Depuis lors, les dynamiques se sont inversées. L’or affiche une performance impressionnante, soutenu par une demande persistante de la part des banques centrales. Il représente désormais la deuxième réserve mondiale derrière le dollar, dépassant l’euro. Et rien ne laisse penser que cet intérêt stratégique se tarira, comme le montre une étude récente sur les intentions d’achats des banquiers centraux. Dans un monde fragmenté, marqué par les tensions géopolitiques et l’incertitude monétaire, l’or retrouve un rôle central dans les allocations souveraines. De plus, ce mouvement semble récemment s’élargir aux autres métaux précieux, traduisant un retour d’intérêt des investisseurs depuis des niveaux très bas et une reprise de la demande industrielle. L’argent progresse ainsi et se rapproche des plus hauts atteints en 2011. Le platine se réveille après une décennie sans direction. Sans oublier le palladium, qui suscite à nouveau de l’intérêt après avoir été longtemps pénalisé par la faible demande pour les voitures à combustion.

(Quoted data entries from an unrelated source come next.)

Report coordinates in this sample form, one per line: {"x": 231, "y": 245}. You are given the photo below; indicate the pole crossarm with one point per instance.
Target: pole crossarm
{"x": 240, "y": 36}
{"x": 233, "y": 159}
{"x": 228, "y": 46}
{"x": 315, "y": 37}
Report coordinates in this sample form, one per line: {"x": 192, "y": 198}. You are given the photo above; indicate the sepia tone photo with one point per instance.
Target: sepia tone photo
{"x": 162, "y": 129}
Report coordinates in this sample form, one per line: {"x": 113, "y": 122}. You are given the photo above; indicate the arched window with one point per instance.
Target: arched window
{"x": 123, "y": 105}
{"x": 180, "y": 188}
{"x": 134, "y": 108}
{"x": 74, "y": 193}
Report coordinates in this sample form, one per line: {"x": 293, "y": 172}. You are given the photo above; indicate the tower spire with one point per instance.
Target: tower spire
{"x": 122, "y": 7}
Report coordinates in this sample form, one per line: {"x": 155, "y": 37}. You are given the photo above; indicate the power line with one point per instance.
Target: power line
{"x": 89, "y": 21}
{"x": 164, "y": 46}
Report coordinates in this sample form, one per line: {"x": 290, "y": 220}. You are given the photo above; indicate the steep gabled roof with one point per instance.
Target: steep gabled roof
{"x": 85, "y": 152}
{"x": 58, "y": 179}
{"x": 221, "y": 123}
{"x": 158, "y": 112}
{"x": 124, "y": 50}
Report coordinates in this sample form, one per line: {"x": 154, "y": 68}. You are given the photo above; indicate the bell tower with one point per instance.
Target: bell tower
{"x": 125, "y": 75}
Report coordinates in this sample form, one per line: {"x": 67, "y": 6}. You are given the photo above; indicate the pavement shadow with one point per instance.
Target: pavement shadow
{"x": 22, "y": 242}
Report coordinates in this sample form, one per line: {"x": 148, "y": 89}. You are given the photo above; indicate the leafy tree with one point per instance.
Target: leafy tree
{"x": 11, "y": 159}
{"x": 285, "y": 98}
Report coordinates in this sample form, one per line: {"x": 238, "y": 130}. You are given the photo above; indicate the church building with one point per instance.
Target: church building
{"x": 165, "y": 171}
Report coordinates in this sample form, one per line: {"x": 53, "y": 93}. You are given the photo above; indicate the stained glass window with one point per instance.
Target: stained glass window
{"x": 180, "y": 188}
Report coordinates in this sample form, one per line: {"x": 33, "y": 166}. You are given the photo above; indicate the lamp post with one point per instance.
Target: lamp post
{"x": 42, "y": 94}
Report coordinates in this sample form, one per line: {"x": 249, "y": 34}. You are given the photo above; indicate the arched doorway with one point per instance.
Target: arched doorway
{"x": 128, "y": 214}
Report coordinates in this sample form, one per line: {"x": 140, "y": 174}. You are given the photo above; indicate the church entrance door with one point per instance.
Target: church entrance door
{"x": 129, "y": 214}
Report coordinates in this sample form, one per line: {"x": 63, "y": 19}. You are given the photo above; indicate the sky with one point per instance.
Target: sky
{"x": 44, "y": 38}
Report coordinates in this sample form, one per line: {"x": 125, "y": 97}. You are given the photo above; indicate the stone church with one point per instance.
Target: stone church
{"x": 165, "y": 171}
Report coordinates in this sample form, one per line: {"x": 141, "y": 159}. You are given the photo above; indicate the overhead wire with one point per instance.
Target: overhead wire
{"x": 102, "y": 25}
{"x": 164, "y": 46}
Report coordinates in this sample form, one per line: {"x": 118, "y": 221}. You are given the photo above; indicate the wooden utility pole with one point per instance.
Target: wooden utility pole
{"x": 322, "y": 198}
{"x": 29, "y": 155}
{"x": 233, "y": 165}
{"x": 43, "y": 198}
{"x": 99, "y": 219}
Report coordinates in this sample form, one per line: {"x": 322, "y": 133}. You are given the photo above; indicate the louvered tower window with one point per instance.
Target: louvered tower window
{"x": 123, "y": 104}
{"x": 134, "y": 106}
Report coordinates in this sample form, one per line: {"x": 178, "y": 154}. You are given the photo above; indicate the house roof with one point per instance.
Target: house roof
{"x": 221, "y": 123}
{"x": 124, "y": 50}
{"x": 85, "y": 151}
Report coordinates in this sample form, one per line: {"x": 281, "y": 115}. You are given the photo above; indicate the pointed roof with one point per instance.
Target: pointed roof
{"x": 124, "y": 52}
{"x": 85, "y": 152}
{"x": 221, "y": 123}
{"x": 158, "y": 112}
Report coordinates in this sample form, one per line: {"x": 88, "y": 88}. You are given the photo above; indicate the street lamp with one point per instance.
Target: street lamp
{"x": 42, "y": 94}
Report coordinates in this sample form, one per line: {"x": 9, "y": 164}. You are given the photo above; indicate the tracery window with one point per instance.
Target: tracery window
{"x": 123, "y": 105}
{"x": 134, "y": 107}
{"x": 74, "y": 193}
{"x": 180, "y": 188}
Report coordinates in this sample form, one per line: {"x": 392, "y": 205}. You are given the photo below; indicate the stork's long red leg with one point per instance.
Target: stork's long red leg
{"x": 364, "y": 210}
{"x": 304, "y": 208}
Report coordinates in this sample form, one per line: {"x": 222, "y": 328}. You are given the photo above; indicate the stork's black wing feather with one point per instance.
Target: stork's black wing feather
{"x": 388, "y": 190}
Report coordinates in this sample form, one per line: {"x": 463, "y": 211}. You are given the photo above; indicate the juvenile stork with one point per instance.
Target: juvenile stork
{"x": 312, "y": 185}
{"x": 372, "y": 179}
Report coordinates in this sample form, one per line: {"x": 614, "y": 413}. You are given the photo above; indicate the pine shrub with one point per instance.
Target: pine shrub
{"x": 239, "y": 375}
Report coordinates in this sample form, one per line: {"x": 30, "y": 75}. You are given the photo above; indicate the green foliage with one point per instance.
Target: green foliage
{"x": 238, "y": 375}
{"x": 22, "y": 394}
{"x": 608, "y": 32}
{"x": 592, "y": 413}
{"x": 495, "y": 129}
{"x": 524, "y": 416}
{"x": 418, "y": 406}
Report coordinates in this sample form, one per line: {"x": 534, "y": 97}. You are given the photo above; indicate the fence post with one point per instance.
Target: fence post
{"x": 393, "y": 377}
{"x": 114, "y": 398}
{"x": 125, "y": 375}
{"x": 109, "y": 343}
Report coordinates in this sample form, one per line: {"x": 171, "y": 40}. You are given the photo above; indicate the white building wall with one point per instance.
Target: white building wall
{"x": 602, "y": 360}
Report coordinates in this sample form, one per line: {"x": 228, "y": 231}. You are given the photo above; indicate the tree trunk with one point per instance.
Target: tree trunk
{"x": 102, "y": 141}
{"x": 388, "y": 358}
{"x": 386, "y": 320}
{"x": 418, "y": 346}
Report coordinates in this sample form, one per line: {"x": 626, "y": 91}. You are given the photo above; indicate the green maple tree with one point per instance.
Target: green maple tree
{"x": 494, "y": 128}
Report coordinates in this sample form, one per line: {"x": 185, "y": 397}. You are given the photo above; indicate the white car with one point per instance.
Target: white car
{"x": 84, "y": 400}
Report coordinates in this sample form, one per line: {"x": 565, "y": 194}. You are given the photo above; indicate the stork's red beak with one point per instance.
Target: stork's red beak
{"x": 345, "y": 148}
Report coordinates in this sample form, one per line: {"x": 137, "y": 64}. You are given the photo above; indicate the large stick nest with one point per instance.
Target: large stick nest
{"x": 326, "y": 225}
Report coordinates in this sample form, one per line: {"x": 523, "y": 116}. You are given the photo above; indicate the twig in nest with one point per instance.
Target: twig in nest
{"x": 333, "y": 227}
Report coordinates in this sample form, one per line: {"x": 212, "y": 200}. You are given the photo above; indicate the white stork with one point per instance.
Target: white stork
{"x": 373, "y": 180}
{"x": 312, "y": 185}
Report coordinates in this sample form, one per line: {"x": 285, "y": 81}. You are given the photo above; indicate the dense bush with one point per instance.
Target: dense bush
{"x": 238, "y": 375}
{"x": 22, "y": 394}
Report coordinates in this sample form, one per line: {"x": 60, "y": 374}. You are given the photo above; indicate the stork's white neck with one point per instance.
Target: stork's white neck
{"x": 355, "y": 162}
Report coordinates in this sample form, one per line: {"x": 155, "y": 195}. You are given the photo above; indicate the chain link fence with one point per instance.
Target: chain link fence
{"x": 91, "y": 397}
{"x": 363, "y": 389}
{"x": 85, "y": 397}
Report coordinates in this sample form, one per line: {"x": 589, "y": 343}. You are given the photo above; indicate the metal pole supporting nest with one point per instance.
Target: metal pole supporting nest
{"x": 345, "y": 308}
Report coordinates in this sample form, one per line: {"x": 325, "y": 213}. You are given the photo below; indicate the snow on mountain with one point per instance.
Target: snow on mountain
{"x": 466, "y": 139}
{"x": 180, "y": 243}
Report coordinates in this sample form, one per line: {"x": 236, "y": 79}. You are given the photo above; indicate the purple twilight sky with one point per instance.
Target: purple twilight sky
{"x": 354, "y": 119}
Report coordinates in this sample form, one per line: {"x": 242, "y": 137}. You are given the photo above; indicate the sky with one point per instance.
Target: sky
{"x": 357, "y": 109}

Le pétrole, en revanche, subit une pression baissière. Malgré un contexte géopolitique instable au Moyen-Orient, les fondamentaux restent défavorables : l’OPEP continue d’augmenter sa production, ce qui permettra une normalisation des stocks. Cette dynamique devrait maintenir les prix dans une zone basse, entre 60 et 70 dollars le baril. Le manque d’investissements actuel et la diminution rapide des capacités de production excédentaire permettront une nouvelle phase haussière, mais nous pensons qu’il est trop tôt pour s’y intéresser.
Par ailleurs, l’évolution récente de la politique commerciale américaine, marquée par un usage accru des droits de douane, pourrait à terme rebattre les cartes au sein des matières premières. En cas de relocalisation industrielle ou de fragmentation durable des chaînes de valeur, certains métaux - comme le cuivre - pourraient gagner en importance stratégique. Ce changement de leadership sectoriel reste un scénario plausible, mais prématuré : pour l’heure, les signaux restent trop faibles pour en faire notre hypothèse centrale.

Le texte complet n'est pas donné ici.